An Ibis Table with the following schema:

  • record_id: int64 A unique ID for each row in the table.
  • label_true: int64 The manually labeled, true ID of the inventor.
  • fname_c1: string First component of the first name.
  • fname_c2: string Second component of the first name (mostly NULL values)
  • lname_c1: string First component of the last name.
  • lname_c2: string Second component of the last name (mostly NULL values).
  • by: int64 Birth year
  • bm: int64 Birth month
  • bd: int64 Birth day

Examples:

>>> import ibis
>>> ibis.options.interactive = True
>>> load_rldata10000().head()
┏━━━━━━━━━━━┳━━━━━━━━━━━━┳━━━━━━━━━━┳━━━━━━━━━━┳━━━━━━━━━━━━┳━━━━━━━━━━┳━━━━━━━┳━━━━━━━┳━━━━━━━┓
┃ record_id ┃ label_true ┃ fname_c1 ┃ fname_c2 ┃ lname_c1   ┃ lname_c2 ┃ by    ┃ bm    ┃ bd    ┃
┡━━━━━━━━━━━╇━━━━━━━━━━━━╇━━━━━━━━━━╇━━━━━━━━━━╇━━━━━━━━━━━━╇━━━━━━━━━━╇━━━━━━━╇━━━━━━━╇━━━━━━━┩
│ int64     │ int64      │ string   │ string   │ string     │ string   │ int64 │ int64 │ int64 │
├───────────┼────────────┼──────────┼──────────┼────────────┼──────────┼───────┼───────┼───────┤
│         0 │       3606 │ FRANK    │ NULL     │ MUELLER    │ NULL     │  1967 │     9 │    27 │
│         1 │       2560 │ MARTIN   │ NULL     │ SCHWARZ    │ NULL     │  1967 │     2 │    17 │
│         2 │       3892 │ HERBERT  │ NULL     │ ZIMMERMANN │ NULL     │  1961 │    11 │     6 │
│         3 │        329 │ HANS     │ NULL     │ SCHMITT    │ NULL     │  1945 │     8 │    14 │
│         4 │       1994 │ UWE      │ NULL     │ KELLER     │ NULL     │  2000 │     7 │     5 │
└───────────┴────────────┴──────────┴──────────┴────────────┴──────────┴───────┴───────┴───────┘

mismo.playdata.load_febrl1() -> tuple[ir.Table, ir.Table]

Load the FEBRL 1 dataset.

The Freely Extensible Biomedical Record Linkage (Febrl) package is distributed with a dataset generator and four datasets generated with the generator.
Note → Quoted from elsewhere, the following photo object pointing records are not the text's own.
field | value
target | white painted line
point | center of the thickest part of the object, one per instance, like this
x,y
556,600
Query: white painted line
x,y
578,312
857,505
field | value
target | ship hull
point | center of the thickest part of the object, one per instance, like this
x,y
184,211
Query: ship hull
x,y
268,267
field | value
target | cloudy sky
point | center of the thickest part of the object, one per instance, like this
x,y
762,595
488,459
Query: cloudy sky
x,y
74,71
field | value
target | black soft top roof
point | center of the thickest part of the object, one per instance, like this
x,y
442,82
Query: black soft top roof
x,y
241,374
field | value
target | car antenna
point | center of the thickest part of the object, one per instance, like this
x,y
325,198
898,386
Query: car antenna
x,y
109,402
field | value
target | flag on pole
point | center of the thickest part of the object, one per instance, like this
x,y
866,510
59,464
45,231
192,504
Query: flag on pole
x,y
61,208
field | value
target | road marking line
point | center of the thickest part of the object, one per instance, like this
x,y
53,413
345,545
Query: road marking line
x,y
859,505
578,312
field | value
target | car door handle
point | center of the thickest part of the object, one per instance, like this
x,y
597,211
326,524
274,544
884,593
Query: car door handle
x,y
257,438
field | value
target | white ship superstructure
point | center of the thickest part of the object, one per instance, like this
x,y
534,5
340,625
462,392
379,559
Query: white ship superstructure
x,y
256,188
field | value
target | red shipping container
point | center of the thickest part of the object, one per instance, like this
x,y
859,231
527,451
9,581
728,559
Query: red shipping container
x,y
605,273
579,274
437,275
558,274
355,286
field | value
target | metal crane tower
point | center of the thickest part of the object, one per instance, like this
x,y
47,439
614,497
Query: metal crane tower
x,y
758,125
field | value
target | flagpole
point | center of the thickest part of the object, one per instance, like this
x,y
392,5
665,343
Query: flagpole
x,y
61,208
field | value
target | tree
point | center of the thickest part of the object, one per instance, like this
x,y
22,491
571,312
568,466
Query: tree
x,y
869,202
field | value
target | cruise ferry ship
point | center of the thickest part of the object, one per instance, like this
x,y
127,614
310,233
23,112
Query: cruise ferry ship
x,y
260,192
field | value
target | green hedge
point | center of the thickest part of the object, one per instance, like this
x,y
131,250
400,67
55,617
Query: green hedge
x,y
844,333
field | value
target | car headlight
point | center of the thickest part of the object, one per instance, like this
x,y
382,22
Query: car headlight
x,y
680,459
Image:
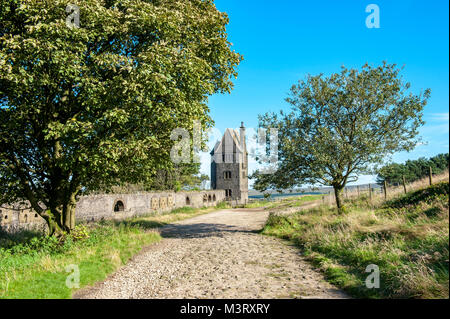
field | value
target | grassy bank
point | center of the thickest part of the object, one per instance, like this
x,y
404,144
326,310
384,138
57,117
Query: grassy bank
x,y
285,202
406,237
34,266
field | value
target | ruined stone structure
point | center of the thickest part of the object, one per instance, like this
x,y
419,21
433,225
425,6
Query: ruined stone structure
x,y
229,166
111,206
229,181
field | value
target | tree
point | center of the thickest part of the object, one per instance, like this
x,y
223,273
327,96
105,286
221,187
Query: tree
x,y
89,107
340,125
412,170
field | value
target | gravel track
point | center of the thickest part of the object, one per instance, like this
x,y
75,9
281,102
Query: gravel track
x,y
217,255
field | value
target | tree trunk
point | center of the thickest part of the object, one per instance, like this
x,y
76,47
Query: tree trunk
x,y
339,200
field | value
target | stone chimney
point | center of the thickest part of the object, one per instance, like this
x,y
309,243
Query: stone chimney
x,y
242,137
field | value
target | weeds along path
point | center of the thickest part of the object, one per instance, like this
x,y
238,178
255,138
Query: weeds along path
x,y
218,255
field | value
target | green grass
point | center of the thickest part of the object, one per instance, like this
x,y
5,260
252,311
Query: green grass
x,y
285,202
407,238
34,266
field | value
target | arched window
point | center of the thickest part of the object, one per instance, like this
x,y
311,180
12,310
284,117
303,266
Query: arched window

mismo.playdata.load_febrl2() -> tuple[ir.Table, ir.Table]

Load the FEBRL 2 dataset.

The Freely Extensible Biomedical Record Linkage (Febrl) package is distributed with a dataset generator and four datasets generated with the generator.

mismo.playdata.load_febrl3() -> tuple[ir.Table, ir.Table]

Load the FEBRL 3 dataset.

The Freely Extensible Biomedical Record Linkage (Febrl) package is distributed with a dataset generator and four datasets generated with the generator.